Tuttavia lo stesso Levinthal nel suo articolo (peraltro scritto in un inglese pulitissimo e lucidissimo), dopo aver impressionato il lettore con questa stima, trovò una possibile soluzione: non è mica detto che la proteina esplori tutte le possibili conformazioni, perché magari non tutte sono ugualmente importanti. O meglio, usando questa nostra analogia: non è detto che il campo da golf sia totalmente pianeggiante. Magari la buca si trova all'interno di una buca un po' più larga all'interno di una buca un po' più larga: una specie di imbuto. Bene: questa è la cosiddetta "Funnel theory", ovvero la teoria dell'imbuto, per la quale ho scelto una testimonial d'eccezione qui a fianco.
Dall'articolo di Levinthal sono passati ormai quasi 50 anni: i modelli della biofisica computazionale (dei quali avrò modo di parlare) hanno permesso di studiare la forma di questi imbuti, mettendo in luce che di sicuro avremmo i nostri bei problemi a cercare di lavarli con spugna e detersivo. Infatti, al loro interno sono presenti solchi, buche, trappole, che corrispondono ad altrettanti stati possibili per la proteina corrispondente. Non solo: ogni proteina ha un suo particolare profilo a imbuto, che può essere alterato dalle condizioni circostanti: presenza di sali disciolti in acqua, di campi elettrici, condizioni di acidità della soluzione, presenza di altre proteine nelle vicinanze, interazioni con molecole e/o farmaci e tutte le possibilità che la biologia può e sa offrire.
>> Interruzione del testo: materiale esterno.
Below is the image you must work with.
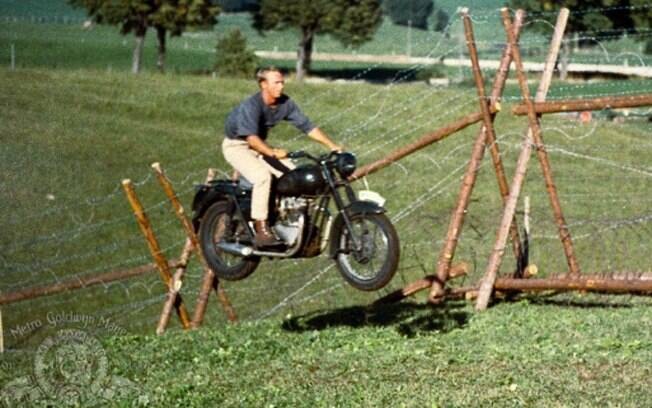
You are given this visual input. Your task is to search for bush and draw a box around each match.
[383,0,434,30]
[215,28,259,78]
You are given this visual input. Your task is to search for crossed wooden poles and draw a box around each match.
[122,163,237,335]
[123,8,652,334]
[351,8,652,310]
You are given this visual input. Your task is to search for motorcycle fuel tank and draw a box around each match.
[276,165,326,196]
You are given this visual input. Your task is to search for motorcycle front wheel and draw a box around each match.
[199,201,260,280]
[332,214,400,291]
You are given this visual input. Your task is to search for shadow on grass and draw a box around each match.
[502,293,635,309]
[310,67,424,83]
[282,302,470,337]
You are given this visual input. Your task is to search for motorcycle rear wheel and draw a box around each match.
[199,201,260,281]
[332,214,400,291]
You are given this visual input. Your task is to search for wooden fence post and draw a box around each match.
[428,8,523,303]
[0,308,5,353]
[122,179,190,330]
[475,8,569,310]
[152,163,237,328]
[156,239,192,336]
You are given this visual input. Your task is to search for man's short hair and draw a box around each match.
[256,66,283,85]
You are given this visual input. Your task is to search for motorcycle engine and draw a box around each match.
[272,197,309,246]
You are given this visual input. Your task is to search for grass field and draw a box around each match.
[0,0,652,75]
[0,2,652,407]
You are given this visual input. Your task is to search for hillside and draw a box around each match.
[5,295,652,407]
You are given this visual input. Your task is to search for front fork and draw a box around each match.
[324,172,362,252]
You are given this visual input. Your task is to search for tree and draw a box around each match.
[435,8,450,38]
[68,0,219,73]
[217,0,258,13]
[215,28,259,78]
[383,0,435,30]
[509,0,652,78]
[253,0,382,81]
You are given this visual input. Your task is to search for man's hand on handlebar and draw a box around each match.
[272,148,288,159]
[329,143,344,153]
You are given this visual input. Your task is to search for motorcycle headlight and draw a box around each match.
[336,152,357,178]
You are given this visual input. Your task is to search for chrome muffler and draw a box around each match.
[217,242,254,257]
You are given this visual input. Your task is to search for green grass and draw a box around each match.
[0,2,652,406]
[0,295,652,407]
[0,65,651,346]
[0,0,652,75]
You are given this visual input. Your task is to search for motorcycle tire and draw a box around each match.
[332,214,400,291]
[199,201,260,281]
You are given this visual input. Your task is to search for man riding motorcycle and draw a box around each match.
[222,68,342,247]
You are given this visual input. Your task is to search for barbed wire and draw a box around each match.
[0,8,652,344]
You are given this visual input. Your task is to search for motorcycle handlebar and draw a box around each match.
[288,150,339,163]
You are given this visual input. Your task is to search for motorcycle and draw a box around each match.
[192,151,400,291]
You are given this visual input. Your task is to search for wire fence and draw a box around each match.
[0,4,652,350]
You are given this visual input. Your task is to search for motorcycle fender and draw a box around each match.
[329,200,387,258]
[346,200,386,216]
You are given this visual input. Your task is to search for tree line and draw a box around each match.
[68,0,652,80]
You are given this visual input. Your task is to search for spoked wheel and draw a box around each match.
[333,214,400,291]
[199,201,260,280]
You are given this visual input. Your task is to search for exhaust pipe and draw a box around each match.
[217,242,254,256]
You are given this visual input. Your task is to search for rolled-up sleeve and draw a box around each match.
[236,101,262,137]
[287,100,316,133]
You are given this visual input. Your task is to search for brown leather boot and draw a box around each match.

La "teoria ad imbuto", oggi
Tuttavia è proprio compito della biofisica computazionale ricostruire la forma e le caratteristiche peculiari di questi imbuti, naturalmente in stretta collaborazione con i gruppi che si occupano di gestire e analizzare i difficili esperimenti che sono necessari per validare o confutare le ipotesi di lavoro. E l'interesse per la ricostruzione di questi imbuti è tutt'altro che accademico: ricostruire questi imbuti permette infatti di comprendere quali sono le possibili trappole in cui si annidano le cause delle malattie dovute al misfolding. E, come sempre, comprendere significa anche cercare di intervenire: in questo caso, cercare di creare farmaci per prevenire l'insorgenza di quelle terribili malattie che ho elencato un po' più in alto in questo post e che la mia ipocondria mi impedisce di ripetere.
Lo so che vi è rimasta ancora almeno una domanda: mi è sembrato giusto offrire pizza e birra al malcapitato Gerald. Mi pareva il minimo.